Ложки с поварешками «ответили» раздробленным грохотом – хозяйка нарочно стала пересыпать их из одной посудины в другую. Потом железные котлы «ответили» пушечным гулом… Гафгафья старалась… Была она баба ещё молодая, сочная – святогрустных кровей, но как-то так случилось, что судьба свела её с отпетым дурохамцем. Последние годы погнули её, покорежили. Лицо спеклось в морщинистый комок. Седые патлы по плечам болтаются, в похлебку падают (ничего, сожрут пьянчуги проклятые). Звали когда-то Агафьей. Была большая мастерица петь. А нынче голос рычащий, лающий. Иногда посмотрит баба на себя в кривое кабацкое зеркало и подумает: «Гафгафья! А кто же ещё?»

Хозяин засмущался перед гостем. Побагровел щеками.
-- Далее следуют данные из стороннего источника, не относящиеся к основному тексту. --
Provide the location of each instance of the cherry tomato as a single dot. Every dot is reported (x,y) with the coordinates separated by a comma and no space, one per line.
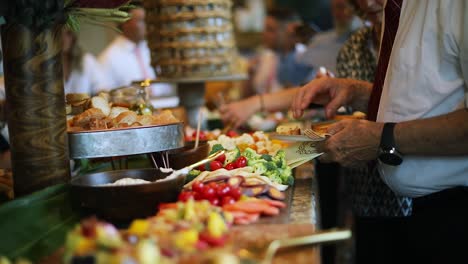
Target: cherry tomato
(213,185)
(227,200)
(208,192)
(223,190)
(241,162)
(197,186)
(232,133)
(202,135)
(214,201)
(230,166)
(214,165)
(235,193)
(197,196)
(185,196)
(221,158)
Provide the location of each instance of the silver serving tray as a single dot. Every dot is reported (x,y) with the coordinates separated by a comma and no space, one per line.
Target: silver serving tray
(125,141)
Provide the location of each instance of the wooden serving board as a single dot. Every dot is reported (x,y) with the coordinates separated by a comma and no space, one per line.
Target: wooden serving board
(260,235)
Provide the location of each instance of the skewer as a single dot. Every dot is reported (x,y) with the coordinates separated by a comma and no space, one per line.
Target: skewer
(164,160)
(167,159)
(197,138)
(155,164)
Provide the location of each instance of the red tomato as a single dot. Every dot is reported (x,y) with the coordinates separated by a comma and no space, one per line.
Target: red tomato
(214,201)
(223,190)
(241,162)
(197,196)
(230,166)
(208,192)
(213,185)
(214,165)
(235,193)
(221,158)
(227,200)
(184,196)
(197,186)
(232,133)
(202,135)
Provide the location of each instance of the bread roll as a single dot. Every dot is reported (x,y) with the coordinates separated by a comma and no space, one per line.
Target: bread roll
(101,103)
(147,120)
(288,130)
(117,110)
(83,119)
(128,117)
(76,97)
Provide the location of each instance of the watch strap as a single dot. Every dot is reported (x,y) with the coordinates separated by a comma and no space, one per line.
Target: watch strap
(387,141)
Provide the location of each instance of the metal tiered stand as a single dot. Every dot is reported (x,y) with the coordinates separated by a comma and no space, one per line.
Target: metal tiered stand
(126,141)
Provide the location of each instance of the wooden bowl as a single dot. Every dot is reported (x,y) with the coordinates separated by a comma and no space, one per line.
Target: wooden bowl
(123,203)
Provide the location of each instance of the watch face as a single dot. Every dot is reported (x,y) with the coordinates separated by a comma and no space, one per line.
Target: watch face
(390,158)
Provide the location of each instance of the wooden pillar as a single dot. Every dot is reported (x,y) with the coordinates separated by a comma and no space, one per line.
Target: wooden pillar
(35,107)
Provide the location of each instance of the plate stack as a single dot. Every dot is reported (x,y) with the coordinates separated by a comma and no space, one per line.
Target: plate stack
(191,38)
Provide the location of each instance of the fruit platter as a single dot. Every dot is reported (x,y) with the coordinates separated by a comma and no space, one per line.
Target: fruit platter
(248,183)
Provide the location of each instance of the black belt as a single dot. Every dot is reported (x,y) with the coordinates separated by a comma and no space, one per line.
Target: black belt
(442,197)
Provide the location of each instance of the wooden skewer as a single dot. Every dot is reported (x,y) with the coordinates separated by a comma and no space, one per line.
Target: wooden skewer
(197,137)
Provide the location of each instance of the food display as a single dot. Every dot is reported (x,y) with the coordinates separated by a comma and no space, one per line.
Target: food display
(98,114)
(179,231)
(191,38)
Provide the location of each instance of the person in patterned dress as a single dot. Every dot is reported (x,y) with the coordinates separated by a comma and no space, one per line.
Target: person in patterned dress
(379,214)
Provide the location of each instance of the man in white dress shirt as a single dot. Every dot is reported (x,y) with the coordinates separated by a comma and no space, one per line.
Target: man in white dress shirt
(127,58)
(420,137)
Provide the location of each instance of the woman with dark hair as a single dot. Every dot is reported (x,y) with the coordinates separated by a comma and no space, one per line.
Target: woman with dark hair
(82,73)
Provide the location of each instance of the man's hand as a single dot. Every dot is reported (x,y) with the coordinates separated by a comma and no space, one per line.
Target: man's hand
(353,142)
(332,93)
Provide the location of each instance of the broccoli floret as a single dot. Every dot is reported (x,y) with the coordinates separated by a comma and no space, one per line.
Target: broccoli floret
(251,154)
(285,174)
(232,155)
(267,157)
(259,168)
(216,148)
(271,166)
(192,175)
(274,175)
(280,159)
Баба чёртова, – шепнул и тут же крикнул: – Гафгафья, сучка! В третий раз зову! Дай вина человеку! А то я пойду дам… не покажется мало! И закуску тащи. Где удила, чтоб закусывать?

Вы будете с порога лить, а я на цырлах бегай, ухаживай за вами.

Муха там была. Тащи, сказал.

Сами под мухой с утра. Льют, как воду колодезную.

Ну, хватит гафгафкать. Тащи!

Я притащу – захлебнетесь. Надо, сам иди, а я вон в тесте по уши.

Кабатчик багровеет ещё сильнее. Глазами хлопает, стараясь не глядеть на Чернолиса. Крупным кулаком хрустит, да так хрустит, словно кобель под. крыльцом старую кость разгрызает.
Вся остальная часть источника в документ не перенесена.